Wednesday, March 5, 2014

Objectification... And being human.


A few weeks ago, I was walking downtown with my best friend (who happens to be male -- yes, this is relevant. Keep reading.) when a man approached us at a crosswalk and proceeded to murmur and coo 'ooh baby' in my direction. Having dealt with this on numerous occasions in public, I ignored him and turned to my friend, continuing our conversation. Dissatisfied with my reaction, the man then said, very loudly, "Mmm, man. What you do to get a woman like that, huh?" And "It must take a lot to snag an ass like that."

Taken aback, slightly weirded out and trying to diffuse the situation as I openly seethed, my friend then jokingly replied that he regularly goes to the gym, etc, to which this enterprising fellow nodded and eyed me up and down like a blue-ribbon Hereford cow. 

I looked both men in the eye, and angrily responded, "I am not a shiny fucking bicycle. I'm going to walk away before someone gets punched in the throat". 

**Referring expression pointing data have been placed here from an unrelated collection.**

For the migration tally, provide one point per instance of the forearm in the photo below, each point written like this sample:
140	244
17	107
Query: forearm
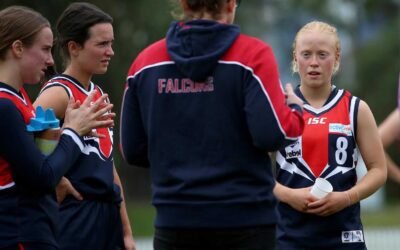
393	169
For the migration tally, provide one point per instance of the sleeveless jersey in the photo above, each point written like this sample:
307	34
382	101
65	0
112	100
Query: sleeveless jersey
24	105
92	174
327	149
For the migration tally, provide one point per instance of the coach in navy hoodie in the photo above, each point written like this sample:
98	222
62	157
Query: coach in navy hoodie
202	108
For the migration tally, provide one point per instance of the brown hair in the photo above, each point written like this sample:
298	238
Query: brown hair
197	8
75	22
19	23
322	27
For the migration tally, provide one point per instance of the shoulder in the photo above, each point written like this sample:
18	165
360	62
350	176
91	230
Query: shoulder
153	55
7	107
250	52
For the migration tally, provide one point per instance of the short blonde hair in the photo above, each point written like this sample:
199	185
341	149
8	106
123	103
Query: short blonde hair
322	27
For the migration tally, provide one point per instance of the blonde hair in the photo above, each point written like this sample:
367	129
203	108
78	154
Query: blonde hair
322	27
19	23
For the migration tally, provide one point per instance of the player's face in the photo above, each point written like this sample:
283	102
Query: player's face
37	58
316	57
96	53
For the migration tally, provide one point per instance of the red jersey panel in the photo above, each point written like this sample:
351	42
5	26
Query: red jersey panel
79	93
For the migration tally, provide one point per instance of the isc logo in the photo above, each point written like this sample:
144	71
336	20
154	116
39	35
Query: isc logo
316	120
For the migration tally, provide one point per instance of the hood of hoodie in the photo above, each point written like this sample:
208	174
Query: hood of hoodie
196	46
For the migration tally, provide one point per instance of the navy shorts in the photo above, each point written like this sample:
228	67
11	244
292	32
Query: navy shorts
90	224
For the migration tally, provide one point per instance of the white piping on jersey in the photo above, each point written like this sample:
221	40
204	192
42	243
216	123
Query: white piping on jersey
339	169
11	184
150	66
14	94
57	84
352	112
235	63
290	167
87	92
265	92
327	106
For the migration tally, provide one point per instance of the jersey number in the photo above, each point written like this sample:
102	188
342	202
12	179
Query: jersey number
341	153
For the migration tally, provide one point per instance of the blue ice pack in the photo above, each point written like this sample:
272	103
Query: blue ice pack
45	119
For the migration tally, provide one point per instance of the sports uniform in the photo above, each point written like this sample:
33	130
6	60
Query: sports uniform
28	211
327	149
201	108
93	223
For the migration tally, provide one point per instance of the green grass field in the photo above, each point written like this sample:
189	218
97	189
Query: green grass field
142	215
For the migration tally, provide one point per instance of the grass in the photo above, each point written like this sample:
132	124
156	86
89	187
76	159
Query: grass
142	215
387	217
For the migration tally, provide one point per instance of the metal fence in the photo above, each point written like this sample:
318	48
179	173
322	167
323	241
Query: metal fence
376	239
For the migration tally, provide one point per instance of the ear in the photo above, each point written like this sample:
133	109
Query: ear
73	48
231	6
17	48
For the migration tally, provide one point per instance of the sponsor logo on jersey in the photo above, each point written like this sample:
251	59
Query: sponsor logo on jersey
338	128
294	150
354	236
316	120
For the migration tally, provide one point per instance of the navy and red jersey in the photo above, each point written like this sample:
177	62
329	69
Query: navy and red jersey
28	211
92	175
202	107
327	149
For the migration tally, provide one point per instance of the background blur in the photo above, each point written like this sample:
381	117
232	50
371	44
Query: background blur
369	31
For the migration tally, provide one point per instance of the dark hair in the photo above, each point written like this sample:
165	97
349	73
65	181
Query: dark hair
19	23
75	22
213	7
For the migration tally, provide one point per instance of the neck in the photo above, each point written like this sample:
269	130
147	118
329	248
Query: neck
80	75
10	75
316	97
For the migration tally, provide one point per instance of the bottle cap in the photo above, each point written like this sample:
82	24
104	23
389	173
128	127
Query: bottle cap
45	119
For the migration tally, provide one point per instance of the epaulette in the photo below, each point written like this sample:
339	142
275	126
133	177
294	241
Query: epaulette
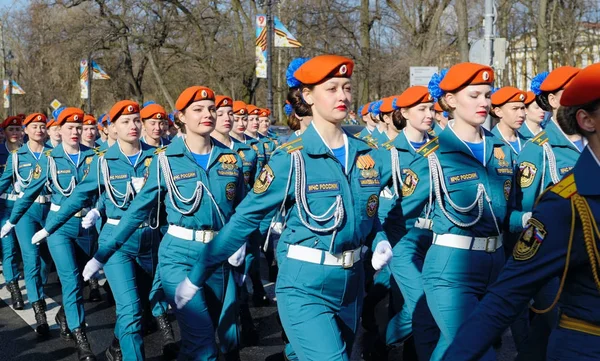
429	147
540	139
293	145
566	188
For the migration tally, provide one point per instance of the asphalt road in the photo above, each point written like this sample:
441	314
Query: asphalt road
19	342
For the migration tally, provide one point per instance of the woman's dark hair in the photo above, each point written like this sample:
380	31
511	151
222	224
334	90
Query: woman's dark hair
566	117
398	119
300	107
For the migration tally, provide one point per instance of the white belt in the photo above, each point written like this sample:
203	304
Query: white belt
81	213
10	197
346	259
487	244
204	236
423	223
115	222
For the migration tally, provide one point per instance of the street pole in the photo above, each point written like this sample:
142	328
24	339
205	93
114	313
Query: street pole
270	55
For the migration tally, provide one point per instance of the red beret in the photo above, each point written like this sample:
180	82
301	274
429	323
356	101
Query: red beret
12	120
89	119
508	94
530	98
463	74
69	115
584	88
412	96
153	111
223	101
239	108
124	107
558	79
193	94
323	67
35	118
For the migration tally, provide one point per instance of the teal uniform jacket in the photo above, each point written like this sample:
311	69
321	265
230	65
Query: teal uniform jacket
58	178
541	255
120	175
326	181
535	170
463	173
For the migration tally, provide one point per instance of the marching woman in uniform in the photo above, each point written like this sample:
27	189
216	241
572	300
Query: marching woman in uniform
117	174
407	177
472	180
71	246
200	182
534	116
560	240
508	106
23	168
13	130
328	182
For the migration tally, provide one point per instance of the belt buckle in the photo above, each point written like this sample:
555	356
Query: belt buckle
487	244
347	259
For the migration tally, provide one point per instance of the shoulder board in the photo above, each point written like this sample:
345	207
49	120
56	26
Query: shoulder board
540	139
566	188
429	147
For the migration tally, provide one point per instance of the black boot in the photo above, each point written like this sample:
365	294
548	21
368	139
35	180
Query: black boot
84	351
15	295
113	352
42	328
170	347
94	291
61	321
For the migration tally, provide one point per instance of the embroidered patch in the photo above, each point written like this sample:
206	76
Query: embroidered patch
37	172
372	205
264	180
410	182
507	188
527	172
530	241
323	187
462	178
230	191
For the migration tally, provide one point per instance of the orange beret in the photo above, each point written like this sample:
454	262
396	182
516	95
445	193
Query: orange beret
223	101
69	115
584	88
324	67
193	94
89	119
35	118
12	120
239	108
530	98
558	79
508	94
463	74
252	109
412	96
387	105
124	107
153	111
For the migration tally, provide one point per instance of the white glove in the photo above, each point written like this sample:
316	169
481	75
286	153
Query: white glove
90	219
91	269
382	255
6	228
185	292
237	258
39	236
525	218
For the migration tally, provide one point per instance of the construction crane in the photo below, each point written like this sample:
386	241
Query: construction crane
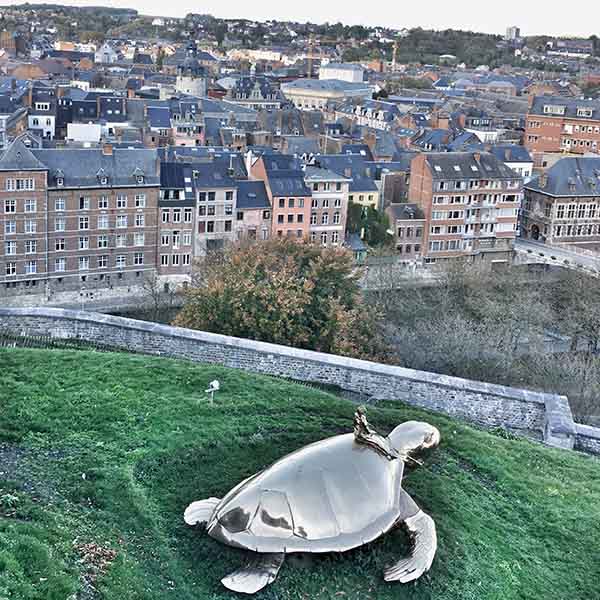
310	56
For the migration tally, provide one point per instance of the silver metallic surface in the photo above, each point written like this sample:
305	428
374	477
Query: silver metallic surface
333	495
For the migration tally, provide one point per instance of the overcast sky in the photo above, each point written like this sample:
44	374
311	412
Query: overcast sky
533	16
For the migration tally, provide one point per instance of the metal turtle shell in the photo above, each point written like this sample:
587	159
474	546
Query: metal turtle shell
332	495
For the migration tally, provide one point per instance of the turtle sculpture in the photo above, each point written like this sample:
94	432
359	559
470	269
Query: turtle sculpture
330	496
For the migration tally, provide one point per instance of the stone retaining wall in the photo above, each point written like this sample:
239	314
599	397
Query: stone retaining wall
536	415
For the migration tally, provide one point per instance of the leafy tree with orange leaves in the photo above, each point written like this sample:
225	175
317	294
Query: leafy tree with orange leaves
284	292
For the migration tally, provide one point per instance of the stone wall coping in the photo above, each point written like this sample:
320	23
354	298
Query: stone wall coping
587	431
436	379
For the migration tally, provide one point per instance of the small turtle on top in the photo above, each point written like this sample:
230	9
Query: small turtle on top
330	496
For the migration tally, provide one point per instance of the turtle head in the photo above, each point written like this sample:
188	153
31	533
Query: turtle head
414	436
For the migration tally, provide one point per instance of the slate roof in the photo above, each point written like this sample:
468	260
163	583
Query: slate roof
570	177
80	167
285	175
252	195
353	166
17	157
571	106
468	165
511	153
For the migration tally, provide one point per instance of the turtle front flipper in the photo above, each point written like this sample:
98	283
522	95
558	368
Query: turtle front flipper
200	512
421	529
260	570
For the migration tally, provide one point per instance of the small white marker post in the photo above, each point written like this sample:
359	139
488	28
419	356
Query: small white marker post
213	387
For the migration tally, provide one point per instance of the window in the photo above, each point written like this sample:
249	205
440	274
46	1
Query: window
60	265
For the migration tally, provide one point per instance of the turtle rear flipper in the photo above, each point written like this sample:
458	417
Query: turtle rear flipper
261	570
200	512
424	544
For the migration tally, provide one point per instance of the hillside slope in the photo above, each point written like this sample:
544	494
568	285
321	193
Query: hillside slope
100	454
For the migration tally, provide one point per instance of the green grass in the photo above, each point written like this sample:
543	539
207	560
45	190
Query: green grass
104	451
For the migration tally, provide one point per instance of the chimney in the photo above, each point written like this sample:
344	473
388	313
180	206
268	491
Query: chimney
249	160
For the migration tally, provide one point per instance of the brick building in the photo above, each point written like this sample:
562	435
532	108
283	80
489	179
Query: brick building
289	196
470	202
329	206
556	124
563	204
77	219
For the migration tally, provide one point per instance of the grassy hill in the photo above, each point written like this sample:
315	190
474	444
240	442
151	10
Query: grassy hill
101	453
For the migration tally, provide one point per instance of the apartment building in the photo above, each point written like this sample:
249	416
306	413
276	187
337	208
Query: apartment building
563	204
329	206
558	124
77	219
289	196
253	211
470	202
216	198
176	223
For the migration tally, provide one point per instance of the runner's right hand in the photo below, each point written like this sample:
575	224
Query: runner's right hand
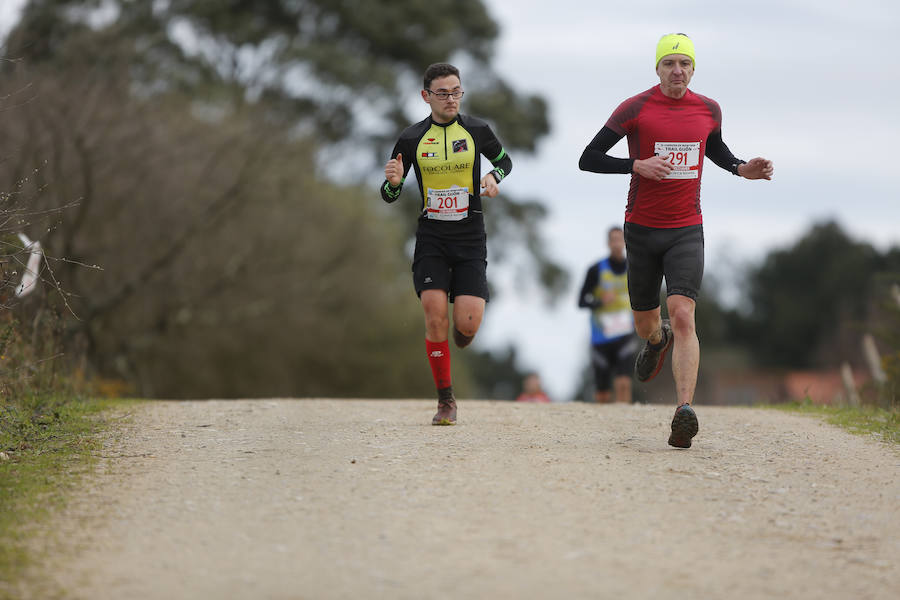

Laughter erupted from this stranger, and other men in the area, as I stalked away. Someone even called out, "Hey honey, he was just complimenting you!" 

Let me get one thing straight, right now: A compliment is when one person approaches another person and directly says, "Those are great shoes!" Or "you're absolutely beautiful." 

It is not complimentary to ooh and ahh over ANYONE as though they were a nicely floral patterned sofa; male or female. 

I am not an object. I am a human being with feelings and thoughts and a soul. The fact that I won some sort of genetic roulette and have grown past my baby fat stage isn't cause to approach me as anything less than an amazing, unique, capable human. 

Not only can I communicate, but I can communicate very well. If you want to talk, let's chat. If you want to get to know me because you find my perpetually disheveled appearance or my clumsily assembled bone structure semi-attractive, FUCKING TALK TO ME LIKE A HUMAN BEING. Grunting at me like a caveman and then resorting to 'barter speak' with the man at my side is insulting, objectifying and frighteningly enraging. 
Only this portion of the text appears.